John Self

Another alien in our midst: Pew, by Catherine Lacey, reviewed

The latest fictional stranger offers no name, story, age or even gender, leaving villagers — and the reader — baffled

Catherine Lacey. Credit: Willy Somma 
issue 09 May 2020

It needs authorial guts to write a novel in which details are shrouded, meaning is concealed and little is certain. Step up Catherine Lacey, and welcome. Her previous novels specialised in confounding the reader, taking the frames of road trip and science fiction and giving them

a good yank. Now she’s gone full religious allegory on us: or has she?

‘Pew’ is the name the villagers in her novel give to a stranger they find sleeping on a pew in the local church. Lacey’s character offers no name, no story, no age or gender (so let’s use the pronoun they; though I admit I kept thinking of Pew as male, but that may just reflect my preconceptions about taciturn weirdos). The villagers themselves are in an unnamed US state, and are close-knit and religious in the style favoured by liberal novelists.

But they are not judgmental, at least to begin with. Pew is taken in by a family who makes room for them in the attic. But during the seven days over which the novel takes place, they begin to tire of Pew’s refusal to communicate or undergo medical examination, and as they convene a village meeting to discuss options, there’s a whiff of Shirley Jackson in the air.

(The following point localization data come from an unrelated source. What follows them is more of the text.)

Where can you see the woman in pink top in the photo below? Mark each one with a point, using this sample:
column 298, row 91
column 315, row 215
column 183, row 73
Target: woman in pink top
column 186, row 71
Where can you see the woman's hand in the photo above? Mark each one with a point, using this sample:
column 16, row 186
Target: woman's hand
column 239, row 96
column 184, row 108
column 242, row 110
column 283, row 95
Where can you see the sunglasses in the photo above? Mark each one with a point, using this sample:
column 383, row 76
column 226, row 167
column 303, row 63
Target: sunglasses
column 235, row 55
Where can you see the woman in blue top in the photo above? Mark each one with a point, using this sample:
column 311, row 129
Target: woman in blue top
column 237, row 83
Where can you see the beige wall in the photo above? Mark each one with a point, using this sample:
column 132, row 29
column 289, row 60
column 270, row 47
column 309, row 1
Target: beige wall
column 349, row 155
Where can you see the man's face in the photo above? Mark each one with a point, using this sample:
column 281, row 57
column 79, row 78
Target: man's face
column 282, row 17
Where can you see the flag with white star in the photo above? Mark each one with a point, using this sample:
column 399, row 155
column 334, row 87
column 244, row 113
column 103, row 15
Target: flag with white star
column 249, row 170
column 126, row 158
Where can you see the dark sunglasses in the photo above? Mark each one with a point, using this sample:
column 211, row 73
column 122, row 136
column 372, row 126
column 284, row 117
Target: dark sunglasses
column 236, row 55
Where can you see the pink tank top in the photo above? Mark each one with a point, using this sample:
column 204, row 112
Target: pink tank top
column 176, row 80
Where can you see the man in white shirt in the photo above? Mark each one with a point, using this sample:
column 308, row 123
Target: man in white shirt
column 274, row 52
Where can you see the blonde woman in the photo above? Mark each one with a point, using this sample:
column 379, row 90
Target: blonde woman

So far this sounds like a standard stranger-in-our-midst drama, but the method of execution is unusual. Specifically, the story is narrated by Pew, which is a risky strategy. Would Bartleby the Scrivener have been quite so fascinating if he’d told us why he preferred not to? Not that we learn much from Pew, who’s ‘having trouble lately with remembering’. The voice is unstable, half Martian style (‘A thought slowly came to me that this is the sort of person called a mother. A mother wears dresses, holds hands’), half literary novelist who talks of things such as ‘bruised kindness’, whatever that is.

The blankness of Pew’s character has two effects: it makes the villagers project their own neuroses onto Pew; and for the reader it means the villagers become the focus of the story. There is hushed talk of what happened in the neighbouring town, and the week ends with a mysterious Forgiveness Festival. Pew listens to people’s histories but speaks only to those villagers who are themselves outsiders or traumatised.

Pew, like Pew, is open to different interpretations, occasionally frustrating but ultimately intriguing. It keeps you thinking, and you can’t ask for much more than that.